Era uma vez um guarda-chuva para dois, inscrito com a palavra “Fidelidade”, usado num fim de tarde molhado em Paris, corria o ano de 2016. Debaixo dele, resguardavam-se da intempérie Marcelo Rebelo de Sousa e António Costa, compondo uma imagem perfeita que imortalizou a aliança estratégica entre o Presidente da República e o primeiro-ministro.
Uma convergência entre órgãos de soberania, assumida como saudável cooperação, tendo em vista o bem maior da estabilidade, que se prolongou com poucos altos e baixos até ao final de 2022 – para descontento de uma direita que esperava ver um Chefe de Estado mais crítico e interventivo. Prolongou-se, mais precisamente, até à fatídica semana entre o Natal e o Ano Novo, em que o Governo experimentou a sua mais séria crise política, entre muitos casos e casinhos – e as coisas mudaram. Parece evidente: o clima já não é o mesmo na sociedade Costa e Sousa, Lda.

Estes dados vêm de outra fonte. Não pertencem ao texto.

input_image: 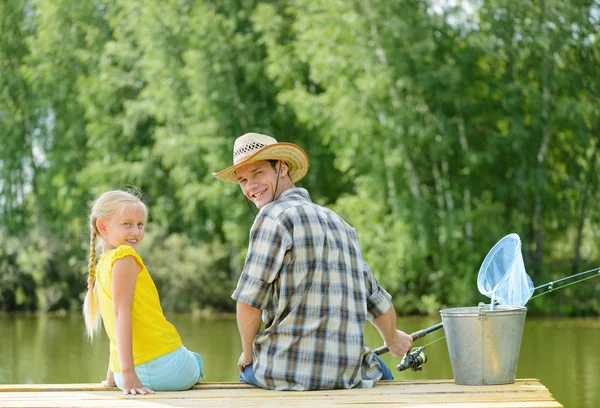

O Presidente da República (PR) assumiu, nesta crise, um papel decisivo desde o primeiro minuto. Enquanto o primeiro-ministro assobiava para o lado e seguia para férias, foi o PR que trouxe para cima da mesa explicações e factos relevantes, foi ele que falou na hipótese de devolução da indemnização de Alexandra Reis e que, pela primeira vez, falou da sua saída, foi ele que aventou que as saídas não se ficariam por ali e ajudou a forçar a saída de Hugo Mendes e de Pedro Nuno Santos, segurando Fernando Medina.
E foi também Marcelo Rebelo de Sousa que sublinhou, na bem embrulhada mensagem de Ano Novo, que a maioria absoluta vem com “responsabilidade absoluta” e que cabe ao Governo não “enfraquecer ou esvaziar” a estabilidade, “ou por erros de orgânica, ou por descoordenação, ou por fragmentação interna, ou por inação, ou por falta de transparência, ou por descolagem da realidade.” Linhas que resumem na perfeição o estado atual do executivo, e que ficarão inscritas no relatório e contas da sociedade Costa e Sousa, Lda., lançando os fundamentos para uma reestruturação que se adivinha no “ano decisivo” (palavras do PR) de 2023.
Pelo caminho, o Presidente ainda explicou qual o caderno de encargos para equacionar usar a “bomba atómica” e fechar a sociedade, que é como quem diz, demitir o executivo: é preciso que exista “uma alternativa evidente, forte e imediata àquilo que existe no Governo”, condição necessária para que esse ato-limite tivesse mais “vantagens” do que “inconvenientes”.
Para um bom entendedor de “marcelês” – e António Costa é-o –, fica feito o alerta em português suave: tem os dias contados a tolerância do Presidente da República para com um governo descoordenado e a tropeçar nos próprios pés, que veio com “vícios iniciais” que precisam de ser corrigidos. Como resposta ao “habituem-se!” de António Costa na entrevista que deu à revista VISÃO, Marcelo Rebelo de Sousa deixa uma mensagem nas entrelinhas: “organizem-se!”. E organizem-se rápido, senão…
Este “senão”, ilustrou-o claramente depois, ao comentar na terça-feira a remodelação light (longe da mexida “alargada” pedida por muitos) apresentada pelo primeiro-ministro, que anunciou a divisão em dois ministérios, a mudança de pasta de João Galamba e a promoção de Marina Gonçalves.
Palavras ainda mais fortes do que as pronunciadas no discurso de Ano Novo: “Mexer o mínimo possível” e “com a prata da casa” foi uma opção do chefe do Governo, disse Marcelo. “Se não funcionar tiraremos daí as conclusões.” Uma ameaça que repetirá por outras palavras: “Ou será um sucesso ou não será – isso cairá em cima do primeiro-ministro.” O mata-borrão, como há algumas semanas chamou a António Costa, ou funciona ou não tem serventia.
Do lado de São Bento, a situação complica-se, pois, ainda mais. Debaixo de fogo, exaurido de opções e escolhendo a solução fácil da continuidade “pedronunista”, com a pressão do Plano de Recuperação e Resiliência para executar e inúmeros problemas para resolver, António Costa encolhe-se debaixo do telheiro da sua maioria absoluta. Mas mesmo esse, que parecia tão sólido, não resiste a todas as intempéries. E o problema é que o guarda-chuva para dois já não está disponível.